Je trouve assez ridicules et pas très sincères certains de mes collègues européens qui pensent avoir décelé, au détour d’une petite phrase de Khaled Mechaal, chef du Hamas, l’ombre d’un changement, l’amorce d’une évolution, le début d’un petit tournant, qui sait peut-être peut-on « faire affaire » avec le Hamas ? Et quelle serait donc cette affaire ? Il n’y a eu aucun changement dans les positions affirmées par le Hamas depuis sa création, et il n’y en aura pas, parce que ses thèses et ses objectifs sont sa raison d’être, face à la voie de la négociation avec Israël choisie par Mahmoud Abbas. Comment et pourquoi le Hamas pourrait-il accepter un seul instant de ne plus construire de tunnels sous sa frontière avec Israël en vue de kidnapper ou tuer des Israéliens ? Comment pourrait-il considérer la destruction totale de son stock énorme de roquettes et de missiles dirigés vers les villes israéliennes et pourquoi donc le ferait-il ?

Pourquoi le Hamas discuterait-il avec les Israéliens, directement ou non, de la possibilité d’une « démilitarisation de la bande de Gaza », ce qui signifierait sa fin ? Le maximum que le Hamas pourrait accepter, étant donné son affaiblissement lié aux frappes israéliennes, à son éviction de Syrie, à sa rupture avec l’Iran et à l’arrivée du pouvoir militaire en Egypte, est une trêve, plus ou moins longue, avant de reprendre les mêmes hostilités, le jour où il se sera renforcé.

POURQUOI LE HAMAS DISCUTERAIT-IL AVEC LES ISRAÉLIENS ?

Je suis de ceux qui pensent que la négociation avec le Hamas ne sert à rien.
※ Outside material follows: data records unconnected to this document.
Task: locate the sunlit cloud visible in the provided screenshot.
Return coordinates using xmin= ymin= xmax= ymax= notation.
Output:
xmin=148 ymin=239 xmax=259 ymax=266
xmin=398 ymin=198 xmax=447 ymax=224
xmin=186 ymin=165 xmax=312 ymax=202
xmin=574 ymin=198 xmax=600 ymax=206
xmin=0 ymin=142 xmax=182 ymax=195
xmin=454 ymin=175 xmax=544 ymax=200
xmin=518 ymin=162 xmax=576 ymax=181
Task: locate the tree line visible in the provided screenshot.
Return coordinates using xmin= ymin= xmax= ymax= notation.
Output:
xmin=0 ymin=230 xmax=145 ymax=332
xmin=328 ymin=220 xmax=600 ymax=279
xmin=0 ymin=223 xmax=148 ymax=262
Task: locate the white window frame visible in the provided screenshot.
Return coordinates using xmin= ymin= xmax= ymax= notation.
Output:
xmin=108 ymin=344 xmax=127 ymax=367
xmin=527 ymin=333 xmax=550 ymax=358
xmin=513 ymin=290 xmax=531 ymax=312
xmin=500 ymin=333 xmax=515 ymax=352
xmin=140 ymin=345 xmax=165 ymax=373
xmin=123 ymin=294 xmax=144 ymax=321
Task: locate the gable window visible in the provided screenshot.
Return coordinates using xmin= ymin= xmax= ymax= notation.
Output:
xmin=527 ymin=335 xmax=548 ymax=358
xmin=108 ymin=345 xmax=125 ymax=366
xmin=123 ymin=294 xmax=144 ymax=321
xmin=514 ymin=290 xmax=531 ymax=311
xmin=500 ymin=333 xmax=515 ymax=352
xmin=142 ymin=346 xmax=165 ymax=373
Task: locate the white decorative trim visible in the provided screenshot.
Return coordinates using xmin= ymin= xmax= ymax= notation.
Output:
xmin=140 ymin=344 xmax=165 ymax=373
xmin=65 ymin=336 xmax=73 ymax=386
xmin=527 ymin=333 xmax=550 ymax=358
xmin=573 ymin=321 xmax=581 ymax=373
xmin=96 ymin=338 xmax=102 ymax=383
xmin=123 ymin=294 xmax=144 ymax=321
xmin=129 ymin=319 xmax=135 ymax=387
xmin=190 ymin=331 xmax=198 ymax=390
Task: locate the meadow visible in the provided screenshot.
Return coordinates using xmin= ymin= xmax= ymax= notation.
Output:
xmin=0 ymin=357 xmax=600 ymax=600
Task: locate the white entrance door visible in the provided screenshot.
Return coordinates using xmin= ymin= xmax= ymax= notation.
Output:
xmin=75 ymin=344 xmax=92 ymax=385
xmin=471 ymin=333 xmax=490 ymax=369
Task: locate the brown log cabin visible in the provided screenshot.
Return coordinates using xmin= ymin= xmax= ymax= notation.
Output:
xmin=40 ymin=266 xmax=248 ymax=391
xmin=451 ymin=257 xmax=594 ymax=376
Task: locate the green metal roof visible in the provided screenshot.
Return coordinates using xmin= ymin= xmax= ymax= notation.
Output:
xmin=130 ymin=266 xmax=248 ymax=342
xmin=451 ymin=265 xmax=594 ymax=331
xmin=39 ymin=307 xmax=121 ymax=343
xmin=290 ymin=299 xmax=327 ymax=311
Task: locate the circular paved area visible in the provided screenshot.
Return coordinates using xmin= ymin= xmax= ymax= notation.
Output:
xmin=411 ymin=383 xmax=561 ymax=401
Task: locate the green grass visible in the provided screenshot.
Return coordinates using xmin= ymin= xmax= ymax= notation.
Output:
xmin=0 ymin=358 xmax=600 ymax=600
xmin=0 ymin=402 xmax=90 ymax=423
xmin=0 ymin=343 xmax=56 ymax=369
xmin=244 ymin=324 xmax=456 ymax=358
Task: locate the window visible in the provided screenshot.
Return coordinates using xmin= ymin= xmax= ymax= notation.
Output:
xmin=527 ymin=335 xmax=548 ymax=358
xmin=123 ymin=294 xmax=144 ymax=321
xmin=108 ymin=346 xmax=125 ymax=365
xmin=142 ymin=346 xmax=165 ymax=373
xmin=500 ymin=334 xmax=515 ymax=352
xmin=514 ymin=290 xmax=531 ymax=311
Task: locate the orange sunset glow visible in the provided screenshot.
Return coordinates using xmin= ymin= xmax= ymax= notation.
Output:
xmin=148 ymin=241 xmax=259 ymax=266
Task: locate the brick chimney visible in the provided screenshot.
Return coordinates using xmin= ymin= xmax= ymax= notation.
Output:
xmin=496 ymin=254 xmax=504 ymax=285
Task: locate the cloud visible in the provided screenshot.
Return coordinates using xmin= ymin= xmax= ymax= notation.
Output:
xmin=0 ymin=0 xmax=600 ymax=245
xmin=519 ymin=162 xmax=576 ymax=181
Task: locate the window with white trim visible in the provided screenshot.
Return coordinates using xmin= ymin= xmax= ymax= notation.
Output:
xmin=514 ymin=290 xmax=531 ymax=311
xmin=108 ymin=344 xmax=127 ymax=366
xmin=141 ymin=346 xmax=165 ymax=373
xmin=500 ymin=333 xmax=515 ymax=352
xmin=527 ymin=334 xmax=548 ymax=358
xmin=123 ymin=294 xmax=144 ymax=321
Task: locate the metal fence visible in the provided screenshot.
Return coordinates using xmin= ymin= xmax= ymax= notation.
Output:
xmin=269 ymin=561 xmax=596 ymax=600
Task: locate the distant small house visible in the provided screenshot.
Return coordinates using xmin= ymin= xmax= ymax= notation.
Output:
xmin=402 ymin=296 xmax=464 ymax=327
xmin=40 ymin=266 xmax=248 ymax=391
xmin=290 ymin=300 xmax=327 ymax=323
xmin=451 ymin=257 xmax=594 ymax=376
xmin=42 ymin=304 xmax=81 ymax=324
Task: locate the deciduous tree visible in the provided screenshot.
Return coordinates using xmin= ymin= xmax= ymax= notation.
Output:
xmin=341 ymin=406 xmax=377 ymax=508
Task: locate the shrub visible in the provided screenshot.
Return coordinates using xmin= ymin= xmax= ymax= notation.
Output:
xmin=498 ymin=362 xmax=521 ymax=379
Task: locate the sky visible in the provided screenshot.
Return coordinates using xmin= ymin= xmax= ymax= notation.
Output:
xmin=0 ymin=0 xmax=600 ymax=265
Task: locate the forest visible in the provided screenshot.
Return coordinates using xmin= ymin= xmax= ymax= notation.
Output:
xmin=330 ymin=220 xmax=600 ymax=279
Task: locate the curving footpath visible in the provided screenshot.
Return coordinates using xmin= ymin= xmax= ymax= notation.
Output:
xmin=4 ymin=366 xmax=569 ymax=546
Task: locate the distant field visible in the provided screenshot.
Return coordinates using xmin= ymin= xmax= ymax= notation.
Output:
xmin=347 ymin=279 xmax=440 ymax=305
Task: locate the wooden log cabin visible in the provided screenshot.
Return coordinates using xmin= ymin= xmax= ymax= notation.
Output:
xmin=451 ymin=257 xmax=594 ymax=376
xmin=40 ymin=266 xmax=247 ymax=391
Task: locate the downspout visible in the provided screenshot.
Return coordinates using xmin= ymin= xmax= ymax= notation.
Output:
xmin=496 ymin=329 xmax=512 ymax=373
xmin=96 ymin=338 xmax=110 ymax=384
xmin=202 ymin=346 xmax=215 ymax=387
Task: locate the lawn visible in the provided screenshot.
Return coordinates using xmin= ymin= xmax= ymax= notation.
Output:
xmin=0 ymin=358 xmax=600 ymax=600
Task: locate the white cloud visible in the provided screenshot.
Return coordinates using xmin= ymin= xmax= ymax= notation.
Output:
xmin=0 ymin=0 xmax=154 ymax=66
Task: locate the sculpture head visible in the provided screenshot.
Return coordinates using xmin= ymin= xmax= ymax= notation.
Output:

C’est même mépriser le Hamas que d’attendre qu’il change sa raison d’être. Et qu’est-ce qu’Israël, y compris la gauche si elle était au pouvoir, pourrait proposer au Hamas lors d’une négociation ? La levée totale de l’embargo sur les marchandises destinées à Gaza alors que cela comprend des pelleteuses destinées au creusement des tunnels, des tubes d’acier permettant de fabriquer des roquettes, ou des produits chimiques en principe destinés au bâtiment mais qui serviraient à fabriquer des explosifs ? De quelle négociation parle-t-on ? Alors que faire ?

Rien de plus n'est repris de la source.